Project Coordinators¶
Project coordinators define the structure of a dsgrid project: its base dimensions, supplemental dimensions, dataset requirements, and queries. They are responsible for assembling datasets from multiple contributors into a coherent, queryable whole.
Prerequisites¶
Install dsgrid on your system, including Spark extras:
pip install "dsgrid-toolkit[spark]"Access to NLR HPC (most project coordination tasks involve large datasets)
See How to Start a Spark Cluster on Kestrel for cluster setup
Workflow Overview¶
Design the project — Define the dimensional structure that all datasets will map to. Read Project Concepts for an overview, design considerations, and links to key Dimension and Dataset concepts.
Create base dimensions — Define the finest-grained dimensions the project will support. Follow How to Create Base Dimensions.

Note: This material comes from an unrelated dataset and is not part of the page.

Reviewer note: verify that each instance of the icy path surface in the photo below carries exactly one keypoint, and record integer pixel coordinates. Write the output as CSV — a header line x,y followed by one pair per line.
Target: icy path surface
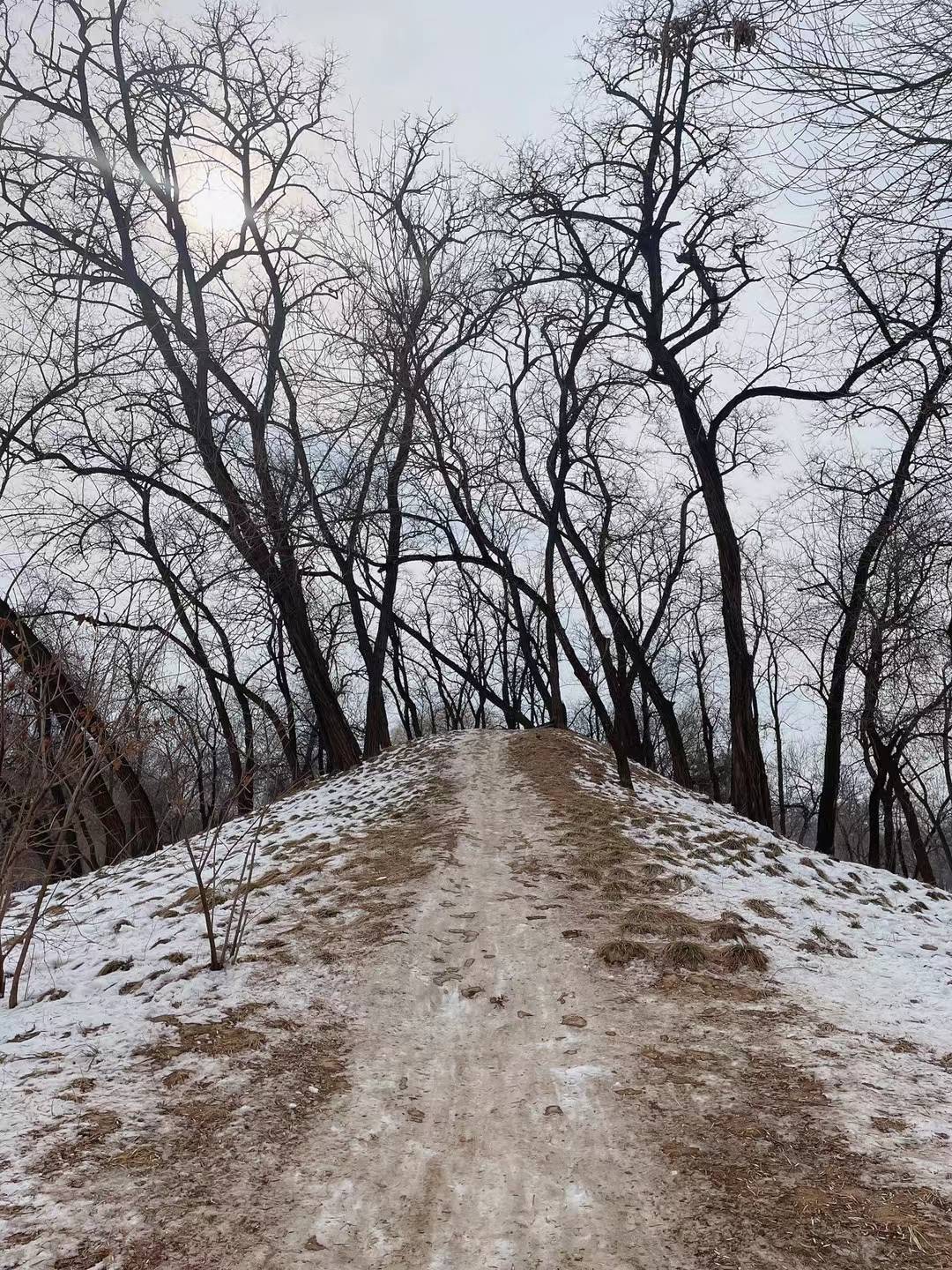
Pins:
x,y
482,1125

Create supplemental dimensions — Define alternative dimensions, typically aggregations, that can be used for querying (e.g., counties → states). Follow How to Create Supplemental Dimensions.
Register the project — Create the project config and register it. See the Create a Project tutorial.
Coordinate dataset submissions — Work with dataset submitters to register and validate their contributions.
Define and run queries — Assemble the data using queries. See Query Concepts and How to Filter Query Results.
Create derived datasets — Build derived datasets from query results for publication. See Derived Dataset Concepts.